It seems there is a quiet movement afoot in each state legislature, The National Popular Vote plan, to determine whether that particular state wants to sign on to having the presidential elections in out country determined by the outcome of the popular vote.
This legislation doesn't suggest abolishing the Electoral College, but instead, awarding each state's electoral votes to the nation's overall popular winner. If there were a tie in the popular vote, then the present system of allocating the electoral votes of each state would be used to determine the winner.
Much of the reasoning behind this move is to make each state's voters as valuable as the next, rather than candidates courting votes with the higher number of electorial votes. The article link to this post states that in the 2004 presidential election, neither of the candidates visited Illinois, a state with nearly 13 million people, at all during their campaign. Imagine then, how little attention the states with smaller populations received.

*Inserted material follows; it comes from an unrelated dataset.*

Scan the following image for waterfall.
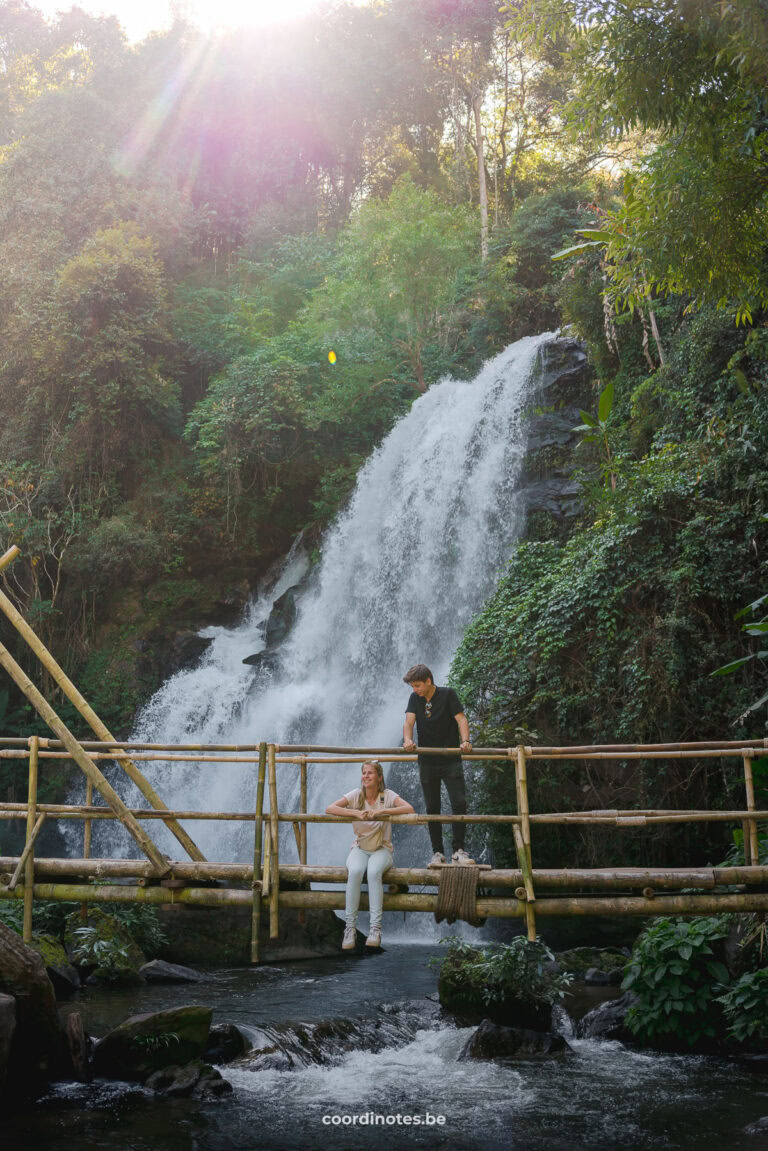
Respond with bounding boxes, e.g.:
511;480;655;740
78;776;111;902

As a long time advocate of eliminating the Electoral College altogether, I am pleased with this first step away from that system being the determining factor in how our president is chosen. Many people are adverse from eliminating it altogether, since it has been part of our political heritage from our country's inception.
Governor Schwarzenegger opposes the National Popular Vote plan on the basis that in changing away from the Electoral College and its votes, we would be doing away with states' rights and uniqueness. I question that way of thinking; I fail to see how a popular vote does any such thing.
The Electoral College was not created to embrace states' rights--it had nothing to do with them. It was created because in that time period of our nation, there was no mass media as there are today. Candidates didn't reach the masses of people as they can today. The original Electoral College was established with educated and world-wise men who could, if they chose, uphold the popular vote of the state. However, then--as now-- those electors don't HAVE to vote as their state did, if for some reason they feel the populace didn't understand an issue, were not representing the state or nation's greater good--really, for any reason whatsoever.
I respect the vision of our founding fathers, but I believe if they were here today, with all the advances in communication, they would be the first to agree that the popular vote is the best and fairest way to choose our national leader.